Il n’est de menace que proche – et ambiguë.
Le grand retour de la puissance chinoise constitue le principal danger militaire et stratégique pour le Japon. Mais la croissance chinoise est essentielle pour son propre avenir économique, et il a un besoin vital de la stabilité de ce géant si bien armé et si proche, dont les dirigeants sont experts à détourner les tensions internes vers « l’ennemi héréditaire » nippon. Cela peut advenir si l’économie chinoise décélère trop brutalement ou si la RPC subit une humiliation internationale, quelle qu’elle soit. Les conséquences en seraient redoutables. Celles d’un conflit armé pourraient être cataclysmiques, quels qu’en soient l’échelle et le vainqueur.
Les îlots Senkaku/Diaoyutai cristallisent les tensions, et les risques d’accrochages s’y multiplient sans qu’il existe de « téléphone rouge » pour les empêcher de déraper. En matière de relations internationales, les dirigeants chinois et japonais ne croient guère qu’aux rapports de forces, et les nationalismes à vif dans les deux pays ne leur pardonneraient pas de reculer après que le premier missile aura été tiré, fût-ce par erreur. Au regard de ces enjeux, nul ne peut exclure qu’un incident fortuit dégénère en conflit d’envergure.

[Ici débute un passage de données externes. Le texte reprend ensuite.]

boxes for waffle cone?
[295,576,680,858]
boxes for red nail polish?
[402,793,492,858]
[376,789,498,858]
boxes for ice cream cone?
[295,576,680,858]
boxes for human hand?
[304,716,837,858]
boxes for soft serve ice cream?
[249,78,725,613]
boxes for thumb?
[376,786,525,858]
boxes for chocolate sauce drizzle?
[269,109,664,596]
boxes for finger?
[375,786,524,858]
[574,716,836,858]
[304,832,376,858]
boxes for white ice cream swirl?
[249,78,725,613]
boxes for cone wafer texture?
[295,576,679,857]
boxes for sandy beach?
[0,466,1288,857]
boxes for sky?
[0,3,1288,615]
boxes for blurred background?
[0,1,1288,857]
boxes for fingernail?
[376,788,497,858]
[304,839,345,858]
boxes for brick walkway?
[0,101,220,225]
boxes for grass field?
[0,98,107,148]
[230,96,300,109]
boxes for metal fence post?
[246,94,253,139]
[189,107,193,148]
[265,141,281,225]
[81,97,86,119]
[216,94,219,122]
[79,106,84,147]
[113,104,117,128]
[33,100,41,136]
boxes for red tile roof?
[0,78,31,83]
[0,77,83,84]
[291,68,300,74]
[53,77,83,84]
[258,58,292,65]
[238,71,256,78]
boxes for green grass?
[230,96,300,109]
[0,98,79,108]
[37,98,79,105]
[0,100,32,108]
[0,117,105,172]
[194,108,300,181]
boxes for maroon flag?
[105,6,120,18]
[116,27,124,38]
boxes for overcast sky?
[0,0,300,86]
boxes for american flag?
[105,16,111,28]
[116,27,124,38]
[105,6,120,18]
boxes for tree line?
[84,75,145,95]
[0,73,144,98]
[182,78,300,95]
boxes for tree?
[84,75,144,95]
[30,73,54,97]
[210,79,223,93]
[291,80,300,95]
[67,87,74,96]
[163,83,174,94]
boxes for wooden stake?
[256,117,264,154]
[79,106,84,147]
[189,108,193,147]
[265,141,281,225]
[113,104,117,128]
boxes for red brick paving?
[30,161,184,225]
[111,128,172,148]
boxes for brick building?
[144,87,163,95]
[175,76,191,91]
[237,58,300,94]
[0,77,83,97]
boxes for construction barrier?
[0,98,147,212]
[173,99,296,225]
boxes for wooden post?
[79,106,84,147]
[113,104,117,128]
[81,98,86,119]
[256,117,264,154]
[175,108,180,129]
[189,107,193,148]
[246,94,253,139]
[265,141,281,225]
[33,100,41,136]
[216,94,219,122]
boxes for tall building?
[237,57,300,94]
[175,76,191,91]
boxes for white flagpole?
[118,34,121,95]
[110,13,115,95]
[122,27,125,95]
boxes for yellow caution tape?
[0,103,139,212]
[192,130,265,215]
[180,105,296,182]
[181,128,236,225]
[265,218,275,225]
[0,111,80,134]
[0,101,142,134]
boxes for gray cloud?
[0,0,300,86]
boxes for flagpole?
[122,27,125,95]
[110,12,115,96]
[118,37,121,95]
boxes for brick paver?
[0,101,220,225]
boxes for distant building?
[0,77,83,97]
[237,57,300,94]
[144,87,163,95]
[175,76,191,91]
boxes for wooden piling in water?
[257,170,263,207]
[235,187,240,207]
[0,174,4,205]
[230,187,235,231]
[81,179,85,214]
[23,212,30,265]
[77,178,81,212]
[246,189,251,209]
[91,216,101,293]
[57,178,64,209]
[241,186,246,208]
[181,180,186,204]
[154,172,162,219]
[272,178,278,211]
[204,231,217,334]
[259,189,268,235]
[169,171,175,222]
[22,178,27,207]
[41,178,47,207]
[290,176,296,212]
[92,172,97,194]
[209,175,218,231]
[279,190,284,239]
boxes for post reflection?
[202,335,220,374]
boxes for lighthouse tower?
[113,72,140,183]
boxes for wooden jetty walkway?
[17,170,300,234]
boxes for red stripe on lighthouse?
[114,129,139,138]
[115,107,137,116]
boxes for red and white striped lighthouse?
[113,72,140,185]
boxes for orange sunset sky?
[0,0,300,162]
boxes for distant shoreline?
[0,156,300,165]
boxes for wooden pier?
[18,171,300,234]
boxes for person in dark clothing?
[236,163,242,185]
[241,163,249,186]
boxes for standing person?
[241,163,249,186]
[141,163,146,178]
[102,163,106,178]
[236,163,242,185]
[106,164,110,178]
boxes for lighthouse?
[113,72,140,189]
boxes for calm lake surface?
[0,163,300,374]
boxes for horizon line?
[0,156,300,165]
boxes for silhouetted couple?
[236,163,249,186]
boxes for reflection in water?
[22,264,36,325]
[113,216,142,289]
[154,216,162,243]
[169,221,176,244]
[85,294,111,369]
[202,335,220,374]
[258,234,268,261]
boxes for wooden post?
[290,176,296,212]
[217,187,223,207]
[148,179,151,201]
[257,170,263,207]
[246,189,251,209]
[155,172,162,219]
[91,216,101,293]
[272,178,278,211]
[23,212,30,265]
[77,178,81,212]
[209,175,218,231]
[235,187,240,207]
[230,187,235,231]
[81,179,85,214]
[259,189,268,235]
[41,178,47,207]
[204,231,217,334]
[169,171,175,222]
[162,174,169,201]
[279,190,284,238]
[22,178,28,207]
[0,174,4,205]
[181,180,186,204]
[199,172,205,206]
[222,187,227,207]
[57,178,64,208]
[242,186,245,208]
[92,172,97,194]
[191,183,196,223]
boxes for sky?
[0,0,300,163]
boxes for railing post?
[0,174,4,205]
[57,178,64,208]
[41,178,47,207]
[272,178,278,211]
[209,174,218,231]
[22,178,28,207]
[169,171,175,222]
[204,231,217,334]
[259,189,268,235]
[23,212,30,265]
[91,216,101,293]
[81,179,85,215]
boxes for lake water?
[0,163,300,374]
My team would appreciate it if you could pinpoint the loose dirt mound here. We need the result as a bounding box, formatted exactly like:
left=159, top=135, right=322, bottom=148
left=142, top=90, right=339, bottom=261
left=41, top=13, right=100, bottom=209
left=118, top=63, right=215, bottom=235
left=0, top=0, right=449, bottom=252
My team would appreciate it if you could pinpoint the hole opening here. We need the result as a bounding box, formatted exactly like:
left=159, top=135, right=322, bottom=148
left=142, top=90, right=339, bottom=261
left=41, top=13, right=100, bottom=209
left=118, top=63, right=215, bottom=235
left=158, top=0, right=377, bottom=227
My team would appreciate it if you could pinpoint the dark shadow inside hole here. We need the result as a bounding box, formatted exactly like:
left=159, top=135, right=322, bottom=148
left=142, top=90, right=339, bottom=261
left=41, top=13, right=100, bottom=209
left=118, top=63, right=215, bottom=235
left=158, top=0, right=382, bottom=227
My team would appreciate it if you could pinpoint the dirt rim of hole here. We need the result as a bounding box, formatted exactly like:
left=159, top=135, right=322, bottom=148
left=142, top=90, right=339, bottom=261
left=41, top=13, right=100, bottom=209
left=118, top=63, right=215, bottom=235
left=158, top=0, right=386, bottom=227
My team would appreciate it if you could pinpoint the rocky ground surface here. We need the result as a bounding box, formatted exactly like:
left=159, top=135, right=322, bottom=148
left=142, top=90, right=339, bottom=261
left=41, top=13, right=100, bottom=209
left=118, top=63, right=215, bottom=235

Pour faire bonne mesure, les Japonais voient aussi volontiers la Chine comme l’épicentre de la plupart des « nouvelles menaces globales ». Le réchauffement climatique ? La Chine émet six fois plus de gaz à effet de serre que l’Archipel. La pollution ? Ils l’ont jugulée chez eux, et ce qu’ils doivent en absorber aujourd’hui vient de Chine, porté par les vents dominants. Les risques sanitaires ? La Chine encore, vue comme le foyer où bouillotent en permanence les grippes aviaires et porcines. La criminalité internationale ? Les yakuzas et la police dénoncent en chœur le débarquement des gangs chinois dans l’archipel. Charger ainsi la RPC de tous les maux du monde ne contribue pas à diminuer la tension…
La Corée : et si le danger n’était pas celui qu’on croit ?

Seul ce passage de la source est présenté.